There’s healing in seeing trees bloom after a long winter. It’s no longer as cold as when we first came to Montana. No more heavy jackets and uncomfortable shoes; I’ve put them all in our storage cabinet, where they’ll stay unused until next cold season.
I hadn’t worn my flip-flops in a while; they felt so foreign when I put them on yesterday. My feet were getting used to feeling the earth again, and the wild dandelions pledged of a great summer ahead. I felt the urge to pick them and blow away their seeds but I resisted. Not yet. There will be a perfect time for that.
From work, I took a bus whose driver endearingly told me they could only drop me off at Main Street. Which meant I had to walk through the rain to get home. I had no choice, but the rain was light, and Google Maps estimated I would arrive in 11 minutes.
Once I hopped off the bus, I began my journey. The roads here don’t have pedestrian crosswalks. One could get confused as to where to cross legally and safely. Usually, people cross at the traffic lights. But that was too far away. I just ensured there were no police cars before crossing toward the end of 12th Avenue East.
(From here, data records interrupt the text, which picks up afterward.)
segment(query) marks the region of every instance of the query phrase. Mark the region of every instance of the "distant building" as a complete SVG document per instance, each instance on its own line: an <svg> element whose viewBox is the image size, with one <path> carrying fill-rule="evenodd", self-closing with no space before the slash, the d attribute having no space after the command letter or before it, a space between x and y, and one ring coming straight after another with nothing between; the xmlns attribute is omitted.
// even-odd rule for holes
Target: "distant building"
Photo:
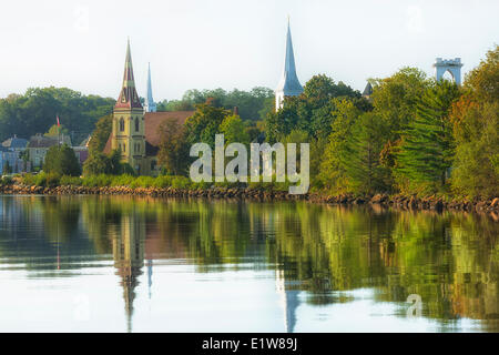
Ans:
<svg viewBox="0 0 499 355"><path fill-rule="evenodd" d="M147 67L147 94L145 95L144 112L156 112L156 103L152 97L151 64Z"/></svg>
<svg viewBox="0 0 499 355"><path fill-rule="evenodd" d="M296 75L295 54L291 37L289 21L287 22L286 54L284 59L283 77L275 90L275 110L283 108L284 98L297 97L303 92L302 84Z"/></svg>
<svg viewBox="0 0 499 355"><path fill-rule="evenodd" d="M370 84L370 82L367 82L367 85L366 88L364 88L363 91L363 97L369 100L371 94L373 94L373 85Z"/></svg>
<svg viewBox="0 0 499 355"><path fill-rule="evenodd" d="M152 102L152 92L150 93L146 101ZM120 150L121 161L129 163L138 174L157 175L160 172L157 151L161 124L169 120L183 124L193 113L193 111L144 112L135 88L129 41L123 84L114 105L112 133L104 148L104 153Z"/></svg>
<svg viewBox="0 0 499 355"><path fill-rule="evenodd" d="M2 142L2 146L10 151L23 152L28 146L28 140L18 138L16 134L12 138Z"/></svg>
<svg viewBox="0 0 499 355"><path fill-rule="evenodd" d="M41 133L37 133L30 138L28 143L29 160L33 168L42 168L45 161L45 155L49 149L53 145L68 144L71 146L71 139L69 135L62 135L59 142L58 136L45 136Z"/></svg>
<svg viewBox="0 0 499 355"><path fill-rule="evenodd" d="M22 159L22 152L26 151L28 141L18 138L16 134L12 138L3 141L0 146L0 175L7 173L21 173L30 171L30 163Z"/></svg>
<svg viewBox="0 0 499 355"><path fill-rule="evenodd" d="M454 81L460 85L461 84L461 63L460 58L455 59L441 59L437 58L434 63L435 78L440 81L446 72L449 72Z"/></svg>

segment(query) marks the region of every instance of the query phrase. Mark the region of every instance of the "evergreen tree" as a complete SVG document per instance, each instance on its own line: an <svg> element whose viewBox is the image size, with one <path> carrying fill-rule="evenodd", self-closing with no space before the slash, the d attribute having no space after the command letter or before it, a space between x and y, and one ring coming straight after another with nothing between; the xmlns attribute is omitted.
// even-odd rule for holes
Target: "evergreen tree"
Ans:
<svg viewBox="0 0 499 355"><path fill-rule="evenodd" d="M414 121L401 133L396 170L416 185L435 190L446 182L454 154L448 112L458 95L459 89L455 83L447 80L435 82L425 90Z"/></svg>
<svg viewBox="0 0 499 355"><path fill-rule="evenodd" d="M58 175L79 176L81 174L80 163L74 151L68 144L53 145L49 149L43 164L43 171Z"/></svg>
<svg viewBox="0 0 499 355"><path fill-rule="evenodd" d="M387 129L373 112L359 116L339 156L353 192L374 193L387 190L389 171L379 162Z"/></svg>

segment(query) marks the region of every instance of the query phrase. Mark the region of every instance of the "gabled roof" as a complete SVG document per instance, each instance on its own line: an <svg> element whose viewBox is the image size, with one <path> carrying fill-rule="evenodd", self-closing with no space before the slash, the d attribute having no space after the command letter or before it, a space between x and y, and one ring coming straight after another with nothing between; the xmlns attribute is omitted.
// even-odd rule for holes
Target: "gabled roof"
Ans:
<svg viewBox="0 0 499 355"><path fill-rule="evenodd" d="M299 95L303 92L302 84L296 75L295 54L291 37L289 22L287 22L286 57L284 59L283 77L276 91L283 91L285 95Z"/></svg>
<svg viewBox="0 0 499 355"><path fill-rule="evenodd" d="M62 142L71 146L71 139L68 135L62 138ZM51 148L57 144L59 144L57 136L37 134L30 138L28 148Z"/></svg>
<svg viewBox="0 0 499 355"><path fill-rule="evenodd" d="M363 91L363 97L370 97L371 93L373 93L373 85L370 84L370 82L367 82L367 85Z"/></svg>
<svg viewBox="0 0 499 355"><path fill-rule="evenodd" d="M157 154L157 146L160 145L161 141L160 126L163 122L173 120L180 124L184 124L185 121L193 114L194 111L146 112L144 114L146 155L151 156ZM112 151L112 139L113 134L111 133L103 151L105 154L109 154Z"/></svg>
<svg viewBox="0 0 499 355"><path fill-rule="evenodd" d="M133 77L132 54L130 52L130 41L126 44L125 68L123 73L123 84L114 109L142 109L141 100L135 89Z"/></svg>

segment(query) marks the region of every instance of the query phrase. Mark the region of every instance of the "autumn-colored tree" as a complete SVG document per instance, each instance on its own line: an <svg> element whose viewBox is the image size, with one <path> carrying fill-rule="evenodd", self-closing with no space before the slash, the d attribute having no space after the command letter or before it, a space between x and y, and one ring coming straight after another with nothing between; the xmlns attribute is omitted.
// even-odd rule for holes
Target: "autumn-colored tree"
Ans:
<svg viewBox="0 0 499 355"><path fill-rule="evenodd" d="M466 78L467 92L450 114L456 140L452 190L470 197L499 195L499 45Z"/></svg>

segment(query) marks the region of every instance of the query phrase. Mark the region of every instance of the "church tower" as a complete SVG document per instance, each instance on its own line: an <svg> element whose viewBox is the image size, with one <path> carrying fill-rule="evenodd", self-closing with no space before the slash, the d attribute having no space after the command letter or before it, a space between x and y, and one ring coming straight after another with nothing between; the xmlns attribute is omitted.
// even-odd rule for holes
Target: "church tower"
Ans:
<svg viewBox="0 0 499 355"><path fill-rule="evenodd" d="M123 85L113 110L112 149L121 151L121 161L129 163L139 174L147 173L145 161L144 109L136 93L133 77L130 40L126 45L126 59Z"/></svg>
<svg viewBox="0 0 499 355"><path fill-rule="evenodd" d="M295 54L291 38L289 20L287 21L286 57L284 59L283 77L275 90L275 110L283 108L285 97L296 97L303 92L302 84L296 75Z"/></svg>
<svg viewBox="0 0 499 355"><path fill-rule="evenodd" d="M156 112L156 103L152 98L152 84L151 84L151 63L147 68L147 95L144 102L144 112Z"/></svg>

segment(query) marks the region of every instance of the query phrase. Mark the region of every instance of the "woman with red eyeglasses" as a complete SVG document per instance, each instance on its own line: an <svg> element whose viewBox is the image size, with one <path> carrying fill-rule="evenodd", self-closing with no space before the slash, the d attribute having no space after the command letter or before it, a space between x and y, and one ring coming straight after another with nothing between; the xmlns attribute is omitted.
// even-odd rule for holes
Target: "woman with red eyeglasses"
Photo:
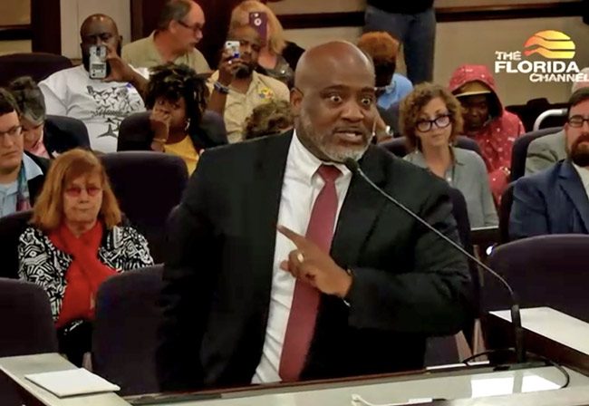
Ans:
<svg viewBox="0 0 589 406"><path fill-rule="evenodd" d="M45 289L60 352L81 365L100 285L153 259L145 237L122 224L106 171L91 151L57 157L33 210L19 240L19 276Z"/></svg>

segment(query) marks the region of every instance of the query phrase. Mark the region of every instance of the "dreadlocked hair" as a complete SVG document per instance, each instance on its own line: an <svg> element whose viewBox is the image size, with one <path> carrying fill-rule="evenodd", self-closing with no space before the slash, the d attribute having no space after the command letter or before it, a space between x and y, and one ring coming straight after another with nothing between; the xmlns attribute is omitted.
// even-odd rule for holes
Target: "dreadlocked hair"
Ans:
<svg viewBox="0 0 589 406"><path fill-rule="evenodd" d="M194 69L168 63L151 68L145 105L153 109L156 100L160 97L169 102L184 99L186 115L190 119L188 131L192 133L192 130L200 124L208 95L206 80L199 77Z"/></svg>

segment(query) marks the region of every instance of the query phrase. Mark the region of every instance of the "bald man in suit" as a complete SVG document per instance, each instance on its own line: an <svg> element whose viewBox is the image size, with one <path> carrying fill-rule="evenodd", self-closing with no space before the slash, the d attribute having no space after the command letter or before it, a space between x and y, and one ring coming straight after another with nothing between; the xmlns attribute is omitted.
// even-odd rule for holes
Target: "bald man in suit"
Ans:
<svg viewBox="0 0 589 406"><path fill-rule="evenodd" d="M342 164L458 241L442 179L371 144L374 70L354 45L307 51L294 130L205 152L169 225L163 390L423 366L469 312L465 258Z"/></svg>

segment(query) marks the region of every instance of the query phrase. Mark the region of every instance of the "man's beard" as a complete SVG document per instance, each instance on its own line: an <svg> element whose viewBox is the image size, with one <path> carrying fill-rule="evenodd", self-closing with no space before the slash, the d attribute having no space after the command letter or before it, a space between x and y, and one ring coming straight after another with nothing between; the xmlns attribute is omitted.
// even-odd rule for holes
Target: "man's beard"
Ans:
<svg viewBox="0 0 589 406"><path fill-rule="evenodd" d="M121 56L122 45L121 43L117 45L117 55ZM90 51L82 50L82 64L86 69L86 72L90 72ZM106 63L106 74L107 76L111 74L111 65L109 63Z"/></svg>
<svg viewBox="0 0 589 406"><path fill-rule="evenodd" d="M368 150L368 146L370 145L372 136L369 135L367 135L368 140L363 148L329 145L328 143L330 140L335 137L334 134L329 132L323 134L317 133L311 122L311 119L304 111L301 111L298 121L299 126L296 130L297 134L304 140L304 144L305 144L305 147L311 147L315 150L314 151L311 151L314 155L317 155L317 153L323 155L323 157L317 157L322 160L327 159L328 161L340 163L344 162L345 160L349 158L358 160L362 157L362 155L364 155L364 152L366 152L366 150ZM312 144L312 146L308 144Z"/></svg>
<svg viewBox="0 0 589 406"><path fill-rule="evenodd" d="M581 145L582 142L589 142L589 133L583 133L575 140L568 151L569 159L580 167L589 167L589 146Z"/></svg>

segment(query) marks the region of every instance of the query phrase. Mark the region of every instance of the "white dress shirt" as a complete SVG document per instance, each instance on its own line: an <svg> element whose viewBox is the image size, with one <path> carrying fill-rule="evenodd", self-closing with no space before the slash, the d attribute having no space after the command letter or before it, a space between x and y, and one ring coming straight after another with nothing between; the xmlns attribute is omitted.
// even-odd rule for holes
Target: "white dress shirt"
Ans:
<svg viewBox="0 0 589 406"><path fill-rule="evenodd" d="M286 159L278 224L287 227L300 235L306 234L313 205L324 184L317 174L317 169L323 163L303 146L294 132ZM340 210L352 179L352 172L343 165L335 166L342 171L342 176L335 180L338 198L335 215L335 224L337 224ZM333 231L335 231L335 225ZM295 279L288 272L280 269L279 265L281 261L288 259L288 254L295 248L293 242L276 232L268 323L266 328L262 358L252 378L252 383L281 381L278 368L293 303Z"/></svg>

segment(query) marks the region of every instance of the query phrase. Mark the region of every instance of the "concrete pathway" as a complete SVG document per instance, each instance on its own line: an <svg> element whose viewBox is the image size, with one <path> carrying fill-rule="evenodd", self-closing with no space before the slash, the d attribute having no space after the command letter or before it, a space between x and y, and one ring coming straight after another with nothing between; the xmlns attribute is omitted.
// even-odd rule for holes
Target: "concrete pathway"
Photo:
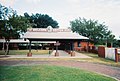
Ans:
<svg viewBox="0 0 120 81"><path fill-rule="evenodd" d="M75 56L72 56L68 54L65 51L58 50L59 56L55 57L55 52L54 50L51 54L45 54L45 55L34 55L32 54L32 57L27 57L27 55L8 55L5 58L92 58L87 55L84 55L82 53L75 52ZM4 55L0 55L0 58L4 57Z"/></svg>

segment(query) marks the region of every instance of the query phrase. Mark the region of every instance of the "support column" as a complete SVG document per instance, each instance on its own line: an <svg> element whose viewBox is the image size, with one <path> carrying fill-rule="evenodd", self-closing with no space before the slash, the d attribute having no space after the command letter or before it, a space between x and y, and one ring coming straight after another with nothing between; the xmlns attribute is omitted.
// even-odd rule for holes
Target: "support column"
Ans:
<svg viewBox="0 0 120 81"><path fill-rule="evenodd" d="M74 42L71 42L71 56L75 56L75 51L74 51Z"/></svg>
<svg viewBox="0 0 120 81"><path fill-rule="evenodd" d="M56 52L55 52L55 56L59 56L58 44L59 44L59 41L56 41Z"/></svg>
<svg viewBox="0 0 120 81"><path fill-rule="evenodd" d="M117 49L115 49L115 62L119 62L119 55Z"/></svg>
<svg viewBox="0 0 120 81"><path fill-rule="evenodd" d="M32 53L31 53L31 41L29 42L29 52L28 52L27 56L28 57L32 56Z"/></svg>
<svg viewBox="0 0 120 81"><path fill-rule="evenodd" d="M87 41L87 49L86 49L87 52L89 52L89 40Z"/></svg>

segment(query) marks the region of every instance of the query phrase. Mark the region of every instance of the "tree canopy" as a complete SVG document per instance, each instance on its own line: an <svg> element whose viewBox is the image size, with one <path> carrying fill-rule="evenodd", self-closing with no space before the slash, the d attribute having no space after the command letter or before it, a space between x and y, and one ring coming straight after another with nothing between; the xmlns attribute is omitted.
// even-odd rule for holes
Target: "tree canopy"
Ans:
<svg viewBox="0 0 120 81"><path fill-rule="evenodd" d="M78 18L70 21L70 25L73 32L94 40L95 44L111 43L115 37L104 23L97 20Z"/></svg>
<svg viewBox="0 0 120 81"><path fill-rule="evenodd" d="M53 28L59 27L57 21L53 20L52 17L47 14L36 13L30 16L28 13L24 13L24 16L29 19L33 28L47 28L48 26Z"/></svg>
<svg viewBox="0 0 120 81"><path fill-rule="evenodd" d="M19 38L30 27L29 20L18 16L12 8L0 4L0 37L6 41L6 54L8 54L9 41L11 38Z"/></svg>

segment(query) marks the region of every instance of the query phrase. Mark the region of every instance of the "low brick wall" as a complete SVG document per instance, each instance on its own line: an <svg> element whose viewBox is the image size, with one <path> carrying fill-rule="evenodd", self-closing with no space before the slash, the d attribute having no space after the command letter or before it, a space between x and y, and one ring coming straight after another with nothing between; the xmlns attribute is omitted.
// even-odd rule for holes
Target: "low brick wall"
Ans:
<svg viewBox="0 0 120 81"><path fill-rule="evenodd" d="M103 46L98 47L98 56L105 58L105 47L103 47Z"/></svg>

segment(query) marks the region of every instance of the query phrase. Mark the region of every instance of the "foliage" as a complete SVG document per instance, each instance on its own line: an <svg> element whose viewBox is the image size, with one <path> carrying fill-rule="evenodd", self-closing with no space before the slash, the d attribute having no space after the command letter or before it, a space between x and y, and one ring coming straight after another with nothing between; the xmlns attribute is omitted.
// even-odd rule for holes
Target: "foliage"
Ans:
<svg viewBox="0 0 120 81"><path fill-rule="evenodd" d="M1 66L0 68L1 81L116 81L93 72L60 66Z"/></svg>
<svg viewBox="0 0 120 81"><path fill-rule="evenodd" d="M24 16L29 19L33 28L47 28L48 26L52 26L53 28L58 28L57 21L53 20L47 14L32 14L31 16L28 13L24 13Z"/></svg>
<svg viewBox="0 0 120 81"><path fill-rule="evenodd" d="M113 42L115 37L104 23L100 24L97 20L79 18L70 21L70 25L73 32L94 40L95 44Z"/></svg>
<svg viewBox="0 0 120 81"><path fill-rule="evenodd" d="M29 20L18 16L12 8L0 4L0 37L6 41L6 54L9 53L9 41L11 38L19 38L30 26Z"/></svg>

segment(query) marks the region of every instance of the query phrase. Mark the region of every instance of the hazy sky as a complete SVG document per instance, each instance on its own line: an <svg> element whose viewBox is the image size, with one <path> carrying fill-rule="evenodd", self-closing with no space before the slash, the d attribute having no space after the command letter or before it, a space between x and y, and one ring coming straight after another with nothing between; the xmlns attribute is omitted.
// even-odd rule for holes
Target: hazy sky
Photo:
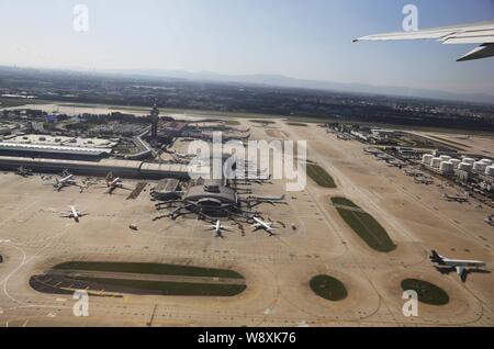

I walked 11 blocks to get to our apartment. My shoes were wet but I didn’t mind for the place was peaceful. I was the only person walking at that moment.
It’s been raining for a week now. Rain makes everything gloomy; it summons all the skin-walker-like demons to come out of their hidings. To creep in, out, on and up. To glare at you while you endure living this hard life you never asked for.
I was about to feel sad until I saw the trees. They’re insanely beautiful!
Trees with different shapes and colors. They’re just as diverse as humans. The picture of greens with little patches of brown and white enthralls. It felt as if I were inside a painting– that I was the figure the artist had included to balance the composition. I caught myself daydreaming of powerful winds blowing through my hair while I danced among the trees.
I couldn’t be more grateful for filling my heart with joy. Maybe that’s why trees bloom during Springtime– because it rains. Trees provide relief from a dismal feeling.
Going back to reality, I finally reached our apartment. I sat in the tub with a heart yearning for something I did not fully understand.